Michela TONTI (« Le domaine de l’égalité femmes-hommes entre néologie terminologique et créativité de la langue », pp. 329-351) se penche sur le domaine de l’égalité femmes-hommes choisi par le fait qu’il s’agit d’un domaine qui a moins intéressé les linguistes que les sociologues, philosophes et psychologues. En particulier, l’auteure se concentre sur le domaine des questions sociales et de la non-discrimination à l’aune de l’égalité femmes-hommes sans prendre en compte la législation relative aux droits humains et à l’égalité femmes-hommes. Le corpus constitué est issu de deux sites institutionnels français : celui du Haut Conseil à l’Égalité entre les femmes et les hommes (HCE) et celui du Ministère chargé de l’égalité entre les femmes et les hommes, de la diversité et de l’égalité des chances. Dans les conclusions, Tonti propose des réflexions sur la fréquence relative des néonymes, à savoir le rapport entre le nombre des néologismes repérés dans le corpus et le nombre total des occurrences de toutes les unités linguistiques issues de l’extraction automatique qui s’atteste à 0,3 %. Toutefois, la fréquence absolue est plus importante car elle est attestée à 1 %, correspondant au rapport entre les 43 termes-néologismes et les 5 576 candidats-termes de l’extraction.

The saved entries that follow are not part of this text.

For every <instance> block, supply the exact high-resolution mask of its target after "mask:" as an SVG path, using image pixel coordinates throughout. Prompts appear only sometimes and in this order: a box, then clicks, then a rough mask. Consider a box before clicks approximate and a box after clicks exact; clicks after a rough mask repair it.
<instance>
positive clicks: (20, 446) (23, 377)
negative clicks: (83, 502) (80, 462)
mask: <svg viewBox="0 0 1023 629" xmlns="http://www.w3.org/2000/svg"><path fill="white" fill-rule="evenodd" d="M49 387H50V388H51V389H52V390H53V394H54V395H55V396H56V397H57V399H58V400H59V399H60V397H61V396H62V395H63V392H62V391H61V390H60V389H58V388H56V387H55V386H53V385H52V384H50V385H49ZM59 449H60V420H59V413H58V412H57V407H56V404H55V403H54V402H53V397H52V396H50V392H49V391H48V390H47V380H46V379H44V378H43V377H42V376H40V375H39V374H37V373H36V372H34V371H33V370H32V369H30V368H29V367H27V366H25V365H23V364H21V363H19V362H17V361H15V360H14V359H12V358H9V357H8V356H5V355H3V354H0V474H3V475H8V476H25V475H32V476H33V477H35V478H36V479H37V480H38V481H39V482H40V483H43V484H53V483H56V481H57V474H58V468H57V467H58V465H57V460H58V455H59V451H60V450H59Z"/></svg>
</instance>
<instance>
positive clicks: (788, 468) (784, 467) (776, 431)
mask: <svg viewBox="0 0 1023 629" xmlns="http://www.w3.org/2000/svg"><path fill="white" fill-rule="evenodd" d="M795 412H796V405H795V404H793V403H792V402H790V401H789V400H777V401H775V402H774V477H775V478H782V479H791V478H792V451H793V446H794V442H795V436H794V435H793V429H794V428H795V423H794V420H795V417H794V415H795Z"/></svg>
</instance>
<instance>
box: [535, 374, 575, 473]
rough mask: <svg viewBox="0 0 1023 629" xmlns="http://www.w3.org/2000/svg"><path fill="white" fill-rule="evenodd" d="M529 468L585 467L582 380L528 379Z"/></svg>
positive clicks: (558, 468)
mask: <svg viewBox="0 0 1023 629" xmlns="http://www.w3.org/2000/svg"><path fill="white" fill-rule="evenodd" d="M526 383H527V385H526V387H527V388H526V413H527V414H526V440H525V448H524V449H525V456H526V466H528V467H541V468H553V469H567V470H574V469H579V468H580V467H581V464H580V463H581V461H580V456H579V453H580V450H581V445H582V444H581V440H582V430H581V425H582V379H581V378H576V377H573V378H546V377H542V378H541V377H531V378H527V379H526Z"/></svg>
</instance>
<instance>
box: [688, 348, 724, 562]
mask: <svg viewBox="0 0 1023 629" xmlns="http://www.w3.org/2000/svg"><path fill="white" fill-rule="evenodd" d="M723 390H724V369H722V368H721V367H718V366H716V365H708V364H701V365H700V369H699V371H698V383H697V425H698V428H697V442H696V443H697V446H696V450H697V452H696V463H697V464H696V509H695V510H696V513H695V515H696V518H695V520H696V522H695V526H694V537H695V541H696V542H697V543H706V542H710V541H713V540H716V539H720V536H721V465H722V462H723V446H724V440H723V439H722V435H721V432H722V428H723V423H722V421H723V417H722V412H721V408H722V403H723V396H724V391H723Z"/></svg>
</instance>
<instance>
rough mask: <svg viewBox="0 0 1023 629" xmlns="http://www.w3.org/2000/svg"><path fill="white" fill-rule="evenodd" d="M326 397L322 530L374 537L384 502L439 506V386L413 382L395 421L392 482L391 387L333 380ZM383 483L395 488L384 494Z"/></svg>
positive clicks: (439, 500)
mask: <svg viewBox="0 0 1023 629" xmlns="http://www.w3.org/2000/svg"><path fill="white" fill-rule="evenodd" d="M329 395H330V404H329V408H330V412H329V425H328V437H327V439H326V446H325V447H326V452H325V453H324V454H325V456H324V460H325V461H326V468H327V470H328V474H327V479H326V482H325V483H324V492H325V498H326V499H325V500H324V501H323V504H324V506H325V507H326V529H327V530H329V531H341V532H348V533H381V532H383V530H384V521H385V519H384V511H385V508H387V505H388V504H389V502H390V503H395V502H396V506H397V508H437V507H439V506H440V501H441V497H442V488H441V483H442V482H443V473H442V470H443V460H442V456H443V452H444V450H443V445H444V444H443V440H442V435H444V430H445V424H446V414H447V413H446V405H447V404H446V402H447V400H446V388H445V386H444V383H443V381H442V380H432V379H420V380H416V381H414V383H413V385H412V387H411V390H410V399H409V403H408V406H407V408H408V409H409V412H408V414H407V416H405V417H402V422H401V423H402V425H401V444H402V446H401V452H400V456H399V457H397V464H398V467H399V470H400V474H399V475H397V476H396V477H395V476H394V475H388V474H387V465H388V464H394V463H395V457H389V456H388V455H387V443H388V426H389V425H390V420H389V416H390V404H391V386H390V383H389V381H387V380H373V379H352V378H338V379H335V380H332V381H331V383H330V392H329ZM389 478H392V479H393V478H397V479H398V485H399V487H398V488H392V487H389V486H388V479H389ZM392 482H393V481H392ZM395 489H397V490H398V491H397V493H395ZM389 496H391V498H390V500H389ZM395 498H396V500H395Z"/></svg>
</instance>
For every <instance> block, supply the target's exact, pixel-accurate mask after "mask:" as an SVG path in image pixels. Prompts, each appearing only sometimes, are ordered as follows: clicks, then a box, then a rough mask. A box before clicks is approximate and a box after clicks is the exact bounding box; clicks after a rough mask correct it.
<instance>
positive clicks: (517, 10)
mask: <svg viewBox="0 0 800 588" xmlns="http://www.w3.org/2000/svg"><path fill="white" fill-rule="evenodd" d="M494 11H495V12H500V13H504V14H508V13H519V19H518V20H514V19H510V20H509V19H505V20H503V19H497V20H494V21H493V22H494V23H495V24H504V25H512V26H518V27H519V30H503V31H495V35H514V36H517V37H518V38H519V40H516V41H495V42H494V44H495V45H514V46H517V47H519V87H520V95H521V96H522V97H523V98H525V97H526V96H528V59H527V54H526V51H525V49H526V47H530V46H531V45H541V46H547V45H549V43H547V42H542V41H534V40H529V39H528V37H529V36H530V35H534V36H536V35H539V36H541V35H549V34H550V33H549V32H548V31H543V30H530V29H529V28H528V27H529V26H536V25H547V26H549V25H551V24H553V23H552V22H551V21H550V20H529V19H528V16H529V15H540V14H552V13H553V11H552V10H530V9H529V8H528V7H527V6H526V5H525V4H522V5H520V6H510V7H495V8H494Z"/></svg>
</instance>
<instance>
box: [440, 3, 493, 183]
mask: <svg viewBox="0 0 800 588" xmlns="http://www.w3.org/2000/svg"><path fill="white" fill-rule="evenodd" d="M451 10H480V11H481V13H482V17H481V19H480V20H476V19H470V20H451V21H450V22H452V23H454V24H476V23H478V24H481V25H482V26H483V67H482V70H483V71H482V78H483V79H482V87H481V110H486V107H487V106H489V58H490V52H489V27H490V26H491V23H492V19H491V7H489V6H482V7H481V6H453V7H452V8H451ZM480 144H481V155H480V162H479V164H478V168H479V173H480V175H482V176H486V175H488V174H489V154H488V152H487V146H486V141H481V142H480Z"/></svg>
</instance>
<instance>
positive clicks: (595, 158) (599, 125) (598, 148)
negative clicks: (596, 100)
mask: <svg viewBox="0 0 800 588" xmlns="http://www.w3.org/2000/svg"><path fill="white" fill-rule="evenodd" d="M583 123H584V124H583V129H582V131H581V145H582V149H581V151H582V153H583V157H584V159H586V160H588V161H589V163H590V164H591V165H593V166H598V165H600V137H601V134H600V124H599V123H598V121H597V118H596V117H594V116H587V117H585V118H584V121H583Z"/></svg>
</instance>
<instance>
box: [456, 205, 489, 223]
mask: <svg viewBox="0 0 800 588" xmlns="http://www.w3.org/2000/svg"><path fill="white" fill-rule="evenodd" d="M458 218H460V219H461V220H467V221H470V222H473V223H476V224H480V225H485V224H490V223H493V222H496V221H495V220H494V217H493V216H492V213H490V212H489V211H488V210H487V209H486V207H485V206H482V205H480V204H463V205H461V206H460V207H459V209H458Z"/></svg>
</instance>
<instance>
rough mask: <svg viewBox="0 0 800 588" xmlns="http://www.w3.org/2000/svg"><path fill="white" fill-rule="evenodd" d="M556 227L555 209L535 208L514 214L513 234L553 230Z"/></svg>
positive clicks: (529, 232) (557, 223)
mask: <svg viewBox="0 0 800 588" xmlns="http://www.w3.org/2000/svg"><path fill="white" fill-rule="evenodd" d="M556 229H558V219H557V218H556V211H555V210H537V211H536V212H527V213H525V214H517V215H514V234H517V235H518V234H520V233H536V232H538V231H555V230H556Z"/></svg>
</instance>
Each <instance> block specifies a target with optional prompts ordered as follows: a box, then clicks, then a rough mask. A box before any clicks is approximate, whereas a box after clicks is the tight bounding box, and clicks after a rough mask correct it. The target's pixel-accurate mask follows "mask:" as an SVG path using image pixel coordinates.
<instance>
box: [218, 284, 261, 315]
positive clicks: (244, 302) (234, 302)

Beatriz CURTI-CONTESSOTO et Leda Maria ALVES (« Os regimes de bens no Direito brasileiro do século XIX ao XXI : processos de neologia e necrologia terminológicas em foco », pp. 353-368) analysent l’évolution de la terminologie juridique relative aux concepts de communion/séparation des biens en droit brésilien entre 1890 et 2013. L’analyse terminologique proposée se penche sur la variation terminologique en diachronie considérant les concepts de néologisme et nécrologie dans l’histoire de la pensée juridique au Brésil au cours des deux derniers siècles.

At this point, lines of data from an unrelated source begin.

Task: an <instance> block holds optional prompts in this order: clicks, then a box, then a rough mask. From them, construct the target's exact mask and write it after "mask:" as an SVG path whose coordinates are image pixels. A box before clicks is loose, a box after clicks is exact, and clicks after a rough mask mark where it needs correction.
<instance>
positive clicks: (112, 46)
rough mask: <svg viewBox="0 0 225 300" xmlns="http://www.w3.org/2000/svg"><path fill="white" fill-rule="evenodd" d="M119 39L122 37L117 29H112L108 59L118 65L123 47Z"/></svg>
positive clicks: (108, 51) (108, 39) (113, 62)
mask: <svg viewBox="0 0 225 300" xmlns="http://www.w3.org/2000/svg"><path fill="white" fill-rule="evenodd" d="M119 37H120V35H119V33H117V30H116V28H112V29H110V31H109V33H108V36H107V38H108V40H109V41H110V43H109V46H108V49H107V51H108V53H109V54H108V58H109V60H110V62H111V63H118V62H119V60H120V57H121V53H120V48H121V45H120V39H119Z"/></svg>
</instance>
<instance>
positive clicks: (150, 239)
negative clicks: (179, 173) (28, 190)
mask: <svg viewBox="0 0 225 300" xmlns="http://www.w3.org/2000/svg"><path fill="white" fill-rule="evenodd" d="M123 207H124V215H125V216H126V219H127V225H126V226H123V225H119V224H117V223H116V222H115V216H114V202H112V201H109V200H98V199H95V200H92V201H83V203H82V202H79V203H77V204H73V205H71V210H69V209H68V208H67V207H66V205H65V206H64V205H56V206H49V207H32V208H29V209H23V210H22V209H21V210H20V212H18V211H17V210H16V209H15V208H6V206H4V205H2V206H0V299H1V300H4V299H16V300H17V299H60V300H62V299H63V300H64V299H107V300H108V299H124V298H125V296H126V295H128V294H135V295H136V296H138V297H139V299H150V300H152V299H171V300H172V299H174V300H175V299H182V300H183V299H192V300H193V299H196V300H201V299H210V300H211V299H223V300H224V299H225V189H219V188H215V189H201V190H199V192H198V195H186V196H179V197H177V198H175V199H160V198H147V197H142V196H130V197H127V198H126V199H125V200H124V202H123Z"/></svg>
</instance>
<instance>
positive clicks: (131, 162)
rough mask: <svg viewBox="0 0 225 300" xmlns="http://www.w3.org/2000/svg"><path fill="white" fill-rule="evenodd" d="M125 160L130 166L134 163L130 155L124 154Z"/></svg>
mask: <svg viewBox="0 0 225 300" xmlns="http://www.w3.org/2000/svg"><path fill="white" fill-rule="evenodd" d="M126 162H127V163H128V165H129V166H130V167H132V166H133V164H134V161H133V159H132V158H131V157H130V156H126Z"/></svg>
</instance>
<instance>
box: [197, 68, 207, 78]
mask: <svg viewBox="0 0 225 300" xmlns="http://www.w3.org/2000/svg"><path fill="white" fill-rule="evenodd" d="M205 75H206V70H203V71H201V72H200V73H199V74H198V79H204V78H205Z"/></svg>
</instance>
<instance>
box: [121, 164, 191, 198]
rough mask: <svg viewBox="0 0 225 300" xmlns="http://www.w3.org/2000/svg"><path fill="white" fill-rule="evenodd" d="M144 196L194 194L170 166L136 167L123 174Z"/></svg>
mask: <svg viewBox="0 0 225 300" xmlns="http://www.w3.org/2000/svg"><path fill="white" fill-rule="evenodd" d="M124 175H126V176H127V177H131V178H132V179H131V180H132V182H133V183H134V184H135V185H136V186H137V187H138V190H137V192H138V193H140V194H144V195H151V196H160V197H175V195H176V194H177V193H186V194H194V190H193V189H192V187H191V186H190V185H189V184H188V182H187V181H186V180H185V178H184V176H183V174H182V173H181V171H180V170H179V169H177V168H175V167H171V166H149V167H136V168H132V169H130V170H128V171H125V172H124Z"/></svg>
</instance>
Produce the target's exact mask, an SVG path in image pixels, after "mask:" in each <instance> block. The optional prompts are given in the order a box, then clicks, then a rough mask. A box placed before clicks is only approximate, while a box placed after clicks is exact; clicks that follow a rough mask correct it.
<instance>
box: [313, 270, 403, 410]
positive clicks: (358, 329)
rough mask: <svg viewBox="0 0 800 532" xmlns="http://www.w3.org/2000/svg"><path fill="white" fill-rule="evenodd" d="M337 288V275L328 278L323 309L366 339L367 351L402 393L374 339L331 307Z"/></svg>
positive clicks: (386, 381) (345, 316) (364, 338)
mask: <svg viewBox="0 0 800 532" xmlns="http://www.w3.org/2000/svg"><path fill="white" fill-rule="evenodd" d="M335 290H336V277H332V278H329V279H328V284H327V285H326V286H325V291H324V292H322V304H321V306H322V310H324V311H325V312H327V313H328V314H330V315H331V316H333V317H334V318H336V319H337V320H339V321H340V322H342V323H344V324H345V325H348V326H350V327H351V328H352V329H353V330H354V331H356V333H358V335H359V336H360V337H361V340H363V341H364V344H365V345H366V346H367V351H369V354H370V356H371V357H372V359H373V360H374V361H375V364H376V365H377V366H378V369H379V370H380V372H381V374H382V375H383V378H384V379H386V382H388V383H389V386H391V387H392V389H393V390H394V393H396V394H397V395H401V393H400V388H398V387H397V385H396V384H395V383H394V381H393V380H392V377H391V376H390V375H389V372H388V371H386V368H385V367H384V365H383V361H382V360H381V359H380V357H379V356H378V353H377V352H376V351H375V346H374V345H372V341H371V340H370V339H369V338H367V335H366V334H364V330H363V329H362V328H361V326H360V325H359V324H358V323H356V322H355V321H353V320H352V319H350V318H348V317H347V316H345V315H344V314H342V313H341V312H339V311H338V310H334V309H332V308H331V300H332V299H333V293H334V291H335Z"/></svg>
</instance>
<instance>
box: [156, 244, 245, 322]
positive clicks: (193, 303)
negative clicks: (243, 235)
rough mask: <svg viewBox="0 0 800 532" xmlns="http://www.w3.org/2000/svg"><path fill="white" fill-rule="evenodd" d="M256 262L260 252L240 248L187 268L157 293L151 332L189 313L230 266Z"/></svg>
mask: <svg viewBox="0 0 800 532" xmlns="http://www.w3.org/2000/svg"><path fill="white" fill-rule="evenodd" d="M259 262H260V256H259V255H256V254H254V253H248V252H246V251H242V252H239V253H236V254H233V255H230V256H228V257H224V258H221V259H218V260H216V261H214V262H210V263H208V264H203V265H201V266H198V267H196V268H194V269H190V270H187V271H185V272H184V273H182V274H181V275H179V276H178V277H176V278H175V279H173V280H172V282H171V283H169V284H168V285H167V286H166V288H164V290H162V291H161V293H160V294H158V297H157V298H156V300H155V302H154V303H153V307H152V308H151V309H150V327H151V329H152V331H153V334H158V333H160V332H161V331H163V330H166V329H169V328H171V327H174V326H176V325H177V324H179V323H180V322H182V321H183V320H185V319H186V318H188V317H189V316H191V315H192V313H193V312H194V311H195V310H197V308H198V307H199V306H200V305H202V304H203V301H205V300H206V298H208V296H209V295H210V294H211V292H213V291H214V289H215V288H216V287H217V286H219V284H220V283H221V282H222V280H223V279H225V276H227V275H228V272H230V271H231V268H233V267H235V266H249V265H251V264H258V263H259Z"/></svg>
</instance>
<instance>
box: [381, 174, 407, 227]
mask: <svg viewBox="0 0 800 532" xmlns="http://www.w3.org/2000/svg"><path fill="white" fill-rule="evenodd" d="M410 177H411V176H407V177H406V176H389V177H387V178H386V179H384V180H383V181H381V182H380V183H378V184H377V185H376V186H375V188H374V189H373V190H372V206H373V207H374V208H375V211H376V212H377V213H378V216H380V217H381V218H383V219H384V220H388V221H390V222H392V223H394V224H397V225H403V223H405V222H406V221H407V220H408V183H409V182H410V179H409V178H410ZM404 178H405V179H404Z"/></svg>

Le volume se termine par la contribution de Maria Margherita MATTIODA intitulée « La terminologie de la mode durable : quels défis pour la traduction des anglicismes Fast Fashion et Slow fashion ? », (pp. 369-393). L’auteure explore le domaine émergent de la mode durable et sa terminologie qui est en train de se construire et de se répandre dans différents types de discours (institutionnel, commercial, médiatique) en France et en Italie. Les bases de données terminologiques considérées pour les analyses sont FranceTerme, le Grand Dictionnaire Terminologique et TERMIUM Plus© et IATE. Les anglicismes fast fashion et slow fashion sont les mots-clés recherchés afin de détecter les équivalents. Les traducteurs automatiques tels que Google Traducteur et DeepL proposent des calques ou des emprunts à l’anglais. L’auteure ouvre des pistes pour des développements futurs sur l’approche quantitative de corpus parallèles afin d’apporter de nouvelles perspectives et de cerner les spécificités de la terminologie liée à la mode durable.
Dans l’ensemble, le volume contribue à la réflexion sur les méthodologies axées sur l’analyse des données discursives, ainsi que pour l’importance dominante du contexte à l’intérieur du domaine néologique. Les contributions proposées encouragent l’ouverture de nouvelles pistes pour les études en néologies dans les langues romanes, dépassant non seulement les frontières linguistiques et épistémiques, mais aussi les paradigmes dominants.